Interviews with Namees Arnous

Interviewed August 3, 2012

I studied mass communication and journalism. I believe in freedom of expression. I started work as a TV reporter in one of the famous channel satellite in Egypt – independent channel, private channel; it’s not a state channel in 2006. I was a TV reporter for a very well-known talk show. Made reports about political issues and social issues, economic issues, everything in the talk show. And actually we haven’t independent media in Egypt. We haven’t – we hadn’t and we haven’t freedom of expression in Egypt.

And sometime when I decided to do something about the political situation and the people who don’t like the regime and suffer from the regime, suffer from the police, the management of my channel refused because of the relationship between the owner of this channel and the regime. But during the revolution, I was a demonstrator as individual citizen, Egyptian citizen. But my channel decided to be the side of the regime.

And they paid for girl to be on air and said the people on – in Tahrir Square, the guys and the girls and they boys, they out in Tahrir Square, were trained by the Mossad and were take money from U.S. and Europe to make all this issues in the streets. And I knew it’s not true, and I knew it’s someone who – someone in the channel – paid for her. And then I wrote on my Facebook and Twitter account, it’s not true what going on in El Mehwar channel. El Mehwar, it’s the name of my channel. And it’s – don’t believe them. I know the story; it’s not true story.

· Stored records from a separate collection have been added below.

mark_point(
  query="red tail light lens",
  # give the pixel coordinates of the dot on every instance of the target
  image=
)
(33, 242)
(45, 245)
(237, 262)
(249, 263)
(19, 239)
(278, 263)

And then all the staff in my channel decided to attack me: You are an agency, you are taking money from foreign countries to do that, and so on. And then I decided to resign because we are – we were in the revolution, and you must choose. You will be with the regime, the dictatorship regime, or you will be with the streets, the people. I decided to be in the streets and Tahrir Square and left the channel because I respect myself.